Kadiri Tarikatının Yedi Esası:Sabır

By | 23 Mart 2015

kadiri-tarikatinin-yedi-esasisabir    Bu konuda delil, şu ayet-i kerimelerdir:

“Ey mü’minler! Allâh yolunda karşılaştığınız zorluklara sabredin, kâfirlere karşı birbirinize kenetlenip onlardan daha güçlü ve dirençli olduğunuzu gösterin. Azim ve kararlılıkla Allâh yolunda yürümeye devam edin. Allâh’a itaatsizlikten sakının ki umduklarınıza kavuşup korktuklarınızdan emin olasınız. ”

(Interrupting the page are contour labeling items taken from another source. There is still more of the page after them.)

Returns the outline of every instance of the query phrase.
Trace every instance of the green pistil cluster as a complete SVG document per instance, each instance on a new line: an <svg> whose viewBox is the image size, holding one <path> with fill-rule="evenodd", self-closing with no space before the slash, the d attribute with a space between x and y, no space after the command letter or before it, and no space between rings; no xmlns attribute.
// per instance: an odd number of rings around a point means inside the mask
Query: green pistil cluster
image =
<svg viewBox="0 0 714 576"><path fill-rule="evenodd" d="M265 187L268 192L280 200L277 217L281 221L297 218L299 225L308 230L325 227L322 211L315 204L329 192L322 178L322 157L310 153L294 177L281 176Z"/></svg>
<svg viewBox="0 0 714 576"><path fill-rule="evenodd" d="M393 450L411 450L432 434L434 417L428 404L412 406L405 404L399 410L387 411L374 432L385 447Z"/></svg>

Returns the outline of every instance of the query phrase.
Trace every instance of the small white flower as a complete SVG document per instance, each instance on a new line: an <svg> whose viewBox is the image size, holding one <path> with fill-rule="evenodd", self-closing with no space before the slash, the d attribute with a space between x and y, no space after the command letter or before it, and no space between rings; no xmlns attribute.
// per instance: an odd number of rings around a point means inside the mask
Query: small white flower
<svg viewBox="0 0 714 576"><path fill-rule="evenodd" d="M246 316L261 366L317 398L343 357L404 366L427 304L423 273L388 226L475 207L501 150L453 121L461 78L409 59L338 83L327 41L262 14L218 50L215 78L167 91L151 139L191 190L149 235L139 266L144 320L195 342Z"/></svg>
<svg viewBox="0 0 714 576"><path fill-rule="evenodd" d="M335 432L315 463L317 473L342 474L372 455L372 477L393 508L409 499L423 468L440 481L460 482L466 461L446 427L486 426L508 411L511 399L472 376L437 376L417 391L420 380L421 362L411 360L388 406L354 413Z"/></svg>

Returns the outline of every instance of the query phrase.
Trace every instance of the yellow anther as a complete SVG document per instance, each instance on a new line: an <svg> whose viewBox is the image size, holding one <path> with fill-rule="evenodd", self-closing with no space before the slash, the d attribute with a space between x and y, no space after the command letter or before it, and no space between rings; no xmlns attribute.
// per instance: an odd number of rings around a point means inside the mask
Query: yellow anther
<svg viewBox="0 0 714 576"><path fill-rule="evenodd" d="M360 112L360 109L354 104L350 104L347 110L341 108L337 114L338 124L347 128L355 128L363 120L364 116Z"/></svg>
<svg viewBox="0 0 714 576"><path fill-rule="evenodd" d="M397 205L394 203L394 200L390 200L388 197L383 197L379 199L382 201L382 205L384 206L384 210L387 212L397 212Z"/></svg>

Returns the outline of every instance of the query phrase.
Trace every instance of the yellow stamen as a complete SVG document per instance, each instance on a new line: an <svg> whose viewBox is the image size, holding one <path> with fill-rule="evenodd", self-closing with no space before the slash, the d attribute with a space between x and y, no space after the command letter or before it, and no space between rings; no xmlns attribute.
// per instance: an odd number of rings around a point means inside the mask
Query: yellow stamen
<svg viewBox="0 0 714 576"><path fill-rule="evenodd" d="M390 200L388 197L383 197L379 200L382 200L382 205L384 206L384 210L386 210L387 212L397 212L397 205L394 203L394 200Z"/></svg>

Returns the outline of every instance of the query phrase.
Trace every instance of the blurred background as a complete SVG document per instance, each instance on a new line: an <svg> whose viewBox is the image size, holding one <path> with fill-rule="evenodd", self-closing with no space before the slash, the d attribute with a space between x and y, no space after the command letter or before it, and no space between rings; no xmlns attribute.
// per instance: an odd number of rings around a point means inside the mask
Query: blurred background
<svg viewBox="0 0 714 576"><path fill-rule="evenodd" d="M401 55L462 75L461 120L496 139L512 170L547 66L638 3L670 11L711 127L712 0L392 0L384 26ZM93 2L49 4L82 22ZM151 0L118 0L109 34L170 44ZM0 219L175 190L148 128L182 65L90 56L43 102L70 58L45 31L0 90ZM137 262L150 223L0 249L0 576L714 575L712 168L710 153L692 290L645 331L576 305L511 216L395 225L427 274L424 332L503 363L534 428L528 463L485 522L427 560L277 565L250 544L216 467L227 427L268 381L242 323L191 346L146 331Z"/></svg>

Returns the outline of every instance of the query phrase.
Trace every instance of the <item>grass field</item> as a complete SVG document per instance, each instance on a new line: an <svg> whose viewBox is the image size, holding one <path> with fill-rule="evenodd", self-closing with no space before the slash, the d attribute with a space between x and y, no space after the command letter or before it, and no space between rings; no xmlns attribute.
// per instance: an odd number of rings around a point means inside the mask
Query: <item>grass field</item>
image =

“Allâh yolunda karşılaştığın sıkıntı ve zorluklara göğüs ger ve (bil ki) sana sabretme gücünü veren Allah’tır. ”

Aynca Hz. Âişe’den (r.anha) Hz. Peygamberin (s.a.v.) şöyle buyurduğu nakledilmiştir:

“Sabır, musibetin acısı ilk hissedildiği zaman olur. ”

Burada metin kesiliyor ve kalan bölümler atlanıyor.